So another session of Culinary School has gone by and I've added another tidbit to my skillset. Now, what is a Tourné ? Basically, it's cutting a vegetable to a small oblong football shape roughly 2-3 inches in length. While it sounds like a waste of time (since it's only a garnish right?) it does elevate whatever dish it's paired with to another state. This technique transforms plain blocky vegetable cuts into something worthy of a fine dine meal.
It looks and sounds simple but believe me, the first time we made it, it was HARD. You face the dangers of the vegetable (or worse, the knife) slipping and injuring yourself. But I guess with enough practice, anyone can make beautiful tourne'd vegetables.
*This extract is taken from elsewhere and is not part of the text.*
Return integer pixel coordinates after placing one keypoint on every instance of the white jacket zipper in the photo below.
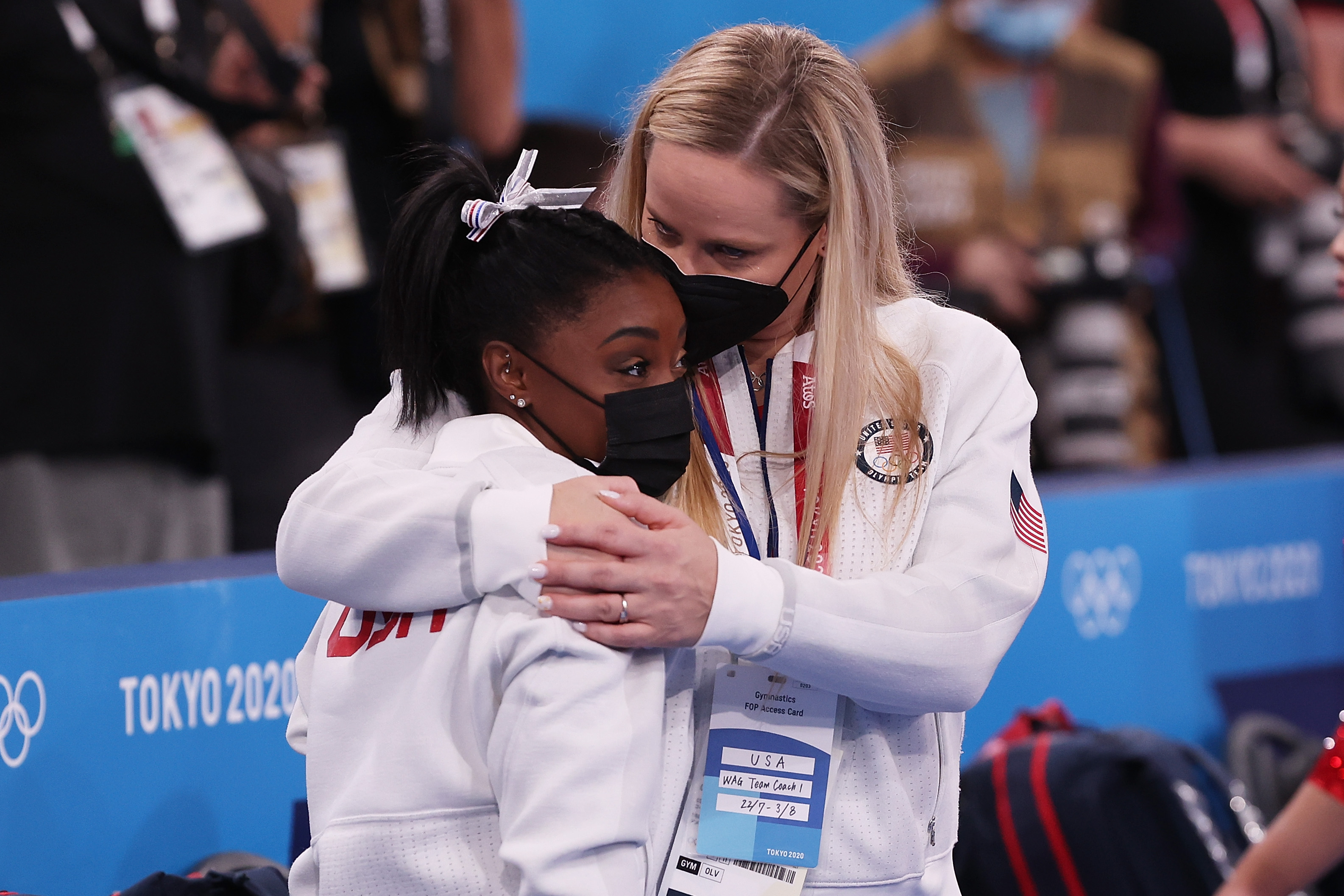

The vegetables that are commonly used are the following (ranked from easiest to toughest, in my opinion)
Now, as these are kind of thick, you can't just boil them or saute them in butter, there's also a technique that was taught in order for one to cook these vegetables properly.
First, cut a piece of parchment paper enough to cover your pan, and then punch a hole in the middle. Dump some water into the pan, put in the vegetables, add about a tablespoon of butter, then cover with the parchment paper. While this is heating up, the vegetables inside will cook and the water will evaporate through the hole you punched in the paper.
You can tell when the water is all gone when the pan starts to sizzle. When this happens, take out the paper and then saute the veggies in the butter as usual, seasoning to taste. To check for doneness, you can poke the Jicama with a paring knife and if there's little or no resistance, then it's done.
After that, you can enjoy the veggies on their own or add them as garnish to your main dish!
Whew, that was a mouthful. That sure takes buttered vegetables to a whole new level if you ask me.